“I don’t know; I never heard of anybody hereabouts seeing them. Perhaps they don’t come to these parts now.”

“I don’t think they do, or they would tidy Mr. Winter’s garden for him and weed his path. It is very untidy, isn’t it? It looks just like a place no one lives in.”

Aaron nodded; he had never seen it in any other condition, so was not so much impressed as was Loveday.

“I wish I could make it nice for him. I’d like to make it look so nice—all in one night—that when he came out he’d be—oh! ever so s’prised, and he’d wonder and wonder who had done it, and he’d say: ‘Why, a fairy must have been here at work.’ That’s what father and mother say sometimes.”

Aaron looked at her with interest. He liked to hear her stories of her home, and what she did there. Some of them were very wonderful. But Loveday had no stories to tell that afternoon; she was very thoughtful and quiet, and sat for quite a long time without speaking. Aaron began at last to grow tired of staying still, and was just about to get up, when she suddenly turned to him, all excitement:

“I’ve been thinking, and I’ve thought of—oh, ever such a nice plan. Let’s play that we are piskies, and come up in the night and tidy Mr. Winter’s garden for him, and make him think it is a fairy that has done it, and—and then we’d come again, and he’d think the fairies had been again. Shall we, Aaron? Oh, do say yes; and it will be a secret, and nobody must ever know, and everybody will wonder—and oh, it will be simply, simply splendid.”

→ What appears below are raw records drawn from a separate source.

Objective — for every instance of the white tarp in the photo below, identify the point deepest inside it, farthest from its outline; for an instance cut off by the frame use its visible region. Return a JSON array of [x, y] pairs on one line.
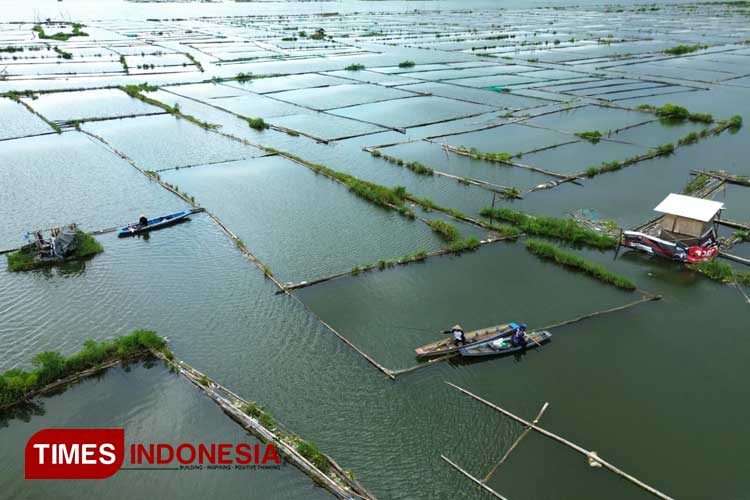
[[689, 207]]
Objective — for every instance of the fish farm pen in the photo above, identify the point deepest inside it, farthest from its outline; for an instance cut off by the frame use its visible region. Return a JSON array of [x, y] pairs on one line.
[[301, 198]]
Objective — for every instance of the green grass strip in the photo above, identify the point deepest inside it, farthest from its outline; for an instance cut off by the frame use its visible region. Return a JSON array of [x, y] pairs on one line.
[[552, 227], [551, 252], [24, 260], [50, 366]]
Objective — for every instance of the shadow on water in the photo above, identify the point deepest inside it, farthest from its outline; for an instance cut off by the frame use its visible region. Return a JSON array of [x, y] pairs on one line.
[[660, 269], [518, 356], [34, 407], [22, 412]]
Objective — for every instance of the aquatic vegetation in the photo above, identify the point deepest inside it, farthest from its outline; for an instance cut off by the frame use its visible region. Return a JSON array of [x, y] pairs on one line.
[[319, 34], [153, 174], [464, 245], [676, 113], [63, 54], [735, 122], [690, 138], [267, 271], [475, 154], [684, 49], [256, 123], [24, 259], [511, 194], [551, 252], [17, 384], [714, 269], [698, 183], [591, 136], [552, 227], [310, 451], [415, 166], [195, 61], [665, 149], [60, 36], [135, 91], [391, 198], [447, 231]]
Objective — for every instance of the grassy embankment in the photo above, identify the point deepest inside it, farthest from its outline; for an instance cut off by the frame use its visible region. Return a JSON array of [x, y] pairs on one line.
[[555, 254], [552, 227], [18, 384], [23, 259]]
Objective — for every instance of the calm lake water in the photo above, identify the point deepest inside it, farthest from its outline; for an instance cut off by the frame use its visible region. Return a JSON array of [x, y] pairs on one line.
[[658, 389]]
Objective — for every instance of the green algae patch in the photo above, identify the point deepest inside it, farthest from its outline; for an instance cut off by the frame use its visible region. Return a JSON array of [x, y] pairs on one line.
[[53, 368], [26, 260], [555, 254]]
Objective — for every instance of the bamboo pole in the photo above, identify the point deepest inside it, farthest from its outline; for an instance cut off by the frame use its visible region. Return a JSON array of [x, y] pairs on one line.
[[475, 480], [515, 443], [587, 453]]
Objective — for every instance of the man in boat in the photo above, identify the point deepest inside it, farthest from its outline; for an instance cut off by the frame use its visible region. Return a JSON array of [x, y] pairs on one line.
[[519, 336], [459, 337]]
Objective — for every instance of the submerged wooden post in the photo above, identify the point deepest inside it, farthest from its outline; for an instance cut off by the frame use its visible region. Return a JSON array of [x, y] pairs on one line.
[[515, 443], [588, 454], [475, 480]]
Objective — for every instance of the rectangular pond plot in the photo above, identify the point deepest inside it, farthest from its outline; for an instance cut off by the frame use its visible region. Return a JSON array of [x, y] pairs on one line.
[[576, 157], [721, 103], [434, 156], [159, 142], [510, 138], [658, 132], [267, 203], [169, 410], [17, 121], [340, 96], [590, 118], [67, 68], [373, 77], [391, 70], [736, 200], [105, 103], [603, 92], [290, 82], [252, 105], [413, 112], [456, 73], [629, 195], [324, 126], [53, 180], [645, 93], [557, 74], [203, 91], [659, 70], [497, 81], [478, 96], [390, 313]]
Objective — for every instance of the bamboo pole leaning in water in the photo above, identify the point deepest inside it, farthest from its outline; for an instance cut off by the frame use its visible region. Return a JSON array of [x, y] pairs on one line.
[[516, 443], [592, 456], [475, 480]]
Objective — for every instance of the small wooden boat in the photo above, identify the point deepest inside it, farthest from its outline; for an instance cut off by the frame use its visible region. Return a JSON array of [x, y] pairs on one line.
[[446, 346], [157, 223], [504, 345]]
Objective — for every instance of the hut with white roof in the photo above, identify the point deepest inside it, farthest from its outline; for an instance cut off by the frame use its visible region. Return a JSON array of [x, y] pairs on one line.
[[688, 220]]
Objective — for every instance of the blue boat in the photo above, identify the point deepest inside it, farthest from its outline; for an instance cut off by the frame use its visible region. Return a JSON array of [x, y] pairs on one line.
[[504, 345], [157, 223]]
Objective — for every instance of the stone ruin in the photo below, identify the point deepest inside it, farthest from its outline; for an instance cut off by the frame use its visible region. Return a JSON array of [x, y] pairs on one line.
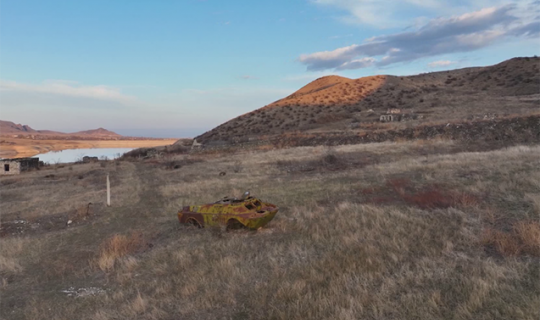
[[9, 167]]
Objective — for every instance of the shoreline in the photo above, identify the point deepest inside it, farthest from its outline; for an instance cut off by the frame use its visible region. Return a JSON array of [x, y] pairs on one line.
[[23, 148]]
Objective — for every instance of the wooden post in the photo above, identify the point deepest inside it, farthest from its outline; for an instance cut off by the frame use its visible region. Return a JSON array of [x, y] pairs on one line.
[[108, 192]]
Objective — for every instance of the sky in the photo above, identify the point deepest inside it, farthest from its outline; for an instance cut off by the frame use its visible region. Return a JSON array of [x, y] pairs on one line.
[[164, 68]]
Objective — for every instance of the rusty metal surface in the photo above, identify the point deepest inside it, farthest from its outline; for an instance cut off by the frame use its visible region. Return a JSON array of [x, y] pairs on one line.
[[251, 213]]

Aaron listened eagerly, quite carried away by her enthusiasm. Loveday, with her ideas, her wild plans, and strange thoughts, was a constant wonder to him, and where she led he followed—if he could.

“Won’t all the folks be wondering and talking when it gets about?” he cried excitedly, “and won’t it be funny to be listening to them, and we knowing all the time all ’bout it! Oh, it’ll be grand!”

For quite a long while they sat and discussed their plans delightedly, and of course there were a great many plans to be made. Aaron it was who first saw difficulties in the way of carrying them out.

“But how’re we going to get out in the night?” he cried. “Mother and father would hear us. ’Twould be dark, too, and if we was to slip and fall climbing up the cliff, we’d be killed as dead as—as dead as pilchards.”